Highway Nummer Eins

Im Rückblick… Tolles Ding! Kann man durchaus eine ganze Woche drauf verbringen wenn man das möchte.
Wir haben viele Stellen ausgelassen. Da waren noch das Hearst Castle und die Steve Miller Library, die wir nicht besuchen konnten, aber auch unzählige Wanderwege, Strände und Aussichtspunkte. Alle davon wären einen Besuch wert gewesen, besonders wenn man Wasser mag.

Mit Stil reist man natürlich im Cabrio. Und die kann man anscheinend irgendwo in der Nähe mieten.
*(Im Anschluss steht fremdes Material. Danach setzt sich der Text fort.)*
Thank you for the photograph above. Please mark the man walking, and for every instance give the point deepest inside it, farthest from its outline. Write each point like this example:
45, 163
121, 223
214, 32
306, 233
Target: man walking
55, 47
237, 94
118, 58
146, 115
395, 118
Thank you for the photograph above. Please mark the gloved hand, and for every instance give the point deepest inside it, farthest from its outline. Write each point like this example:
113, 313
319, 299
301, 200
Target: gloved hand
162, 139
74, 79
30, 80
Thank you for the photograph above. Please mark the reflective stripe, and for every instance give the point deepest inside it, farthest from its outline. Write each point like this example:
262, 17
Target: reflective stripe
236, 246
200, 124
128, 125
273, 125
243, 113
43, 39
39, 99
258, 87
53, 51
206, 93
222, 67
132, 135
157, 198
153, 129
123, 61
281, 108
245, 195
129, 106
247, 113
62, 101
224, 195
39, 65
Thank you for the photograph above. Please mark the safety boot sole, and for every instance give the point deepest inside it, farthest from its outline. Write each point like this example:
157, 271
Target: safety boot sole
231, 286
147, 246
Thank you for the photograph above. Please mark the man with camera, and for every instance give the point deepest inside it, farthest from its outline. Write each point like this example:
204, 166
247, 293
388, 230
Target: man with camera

Auf jeden Fall kamen uns tausende Mustangs in quietsch–bunten Farben entgegen.

Der Highway war auf jeden Fall eines der Highlights unserer Reise.

Rückblick LA und Hollywood

Auch Los Angeles ist jetzt schon ein wenig Vergangenheit, also Zeit für einen Rückblick.

Die Stadt an sich ist nicht überall so gepflegt und sauber wie beispielsweise San Francisco. Besonders Hollywood ist eine Enttäuschung. Der “Wall of Fame” ist eine üble Touristenfalle und schaut man nur mal in die Nebenstraßen zerbricht der Schein recht schnell.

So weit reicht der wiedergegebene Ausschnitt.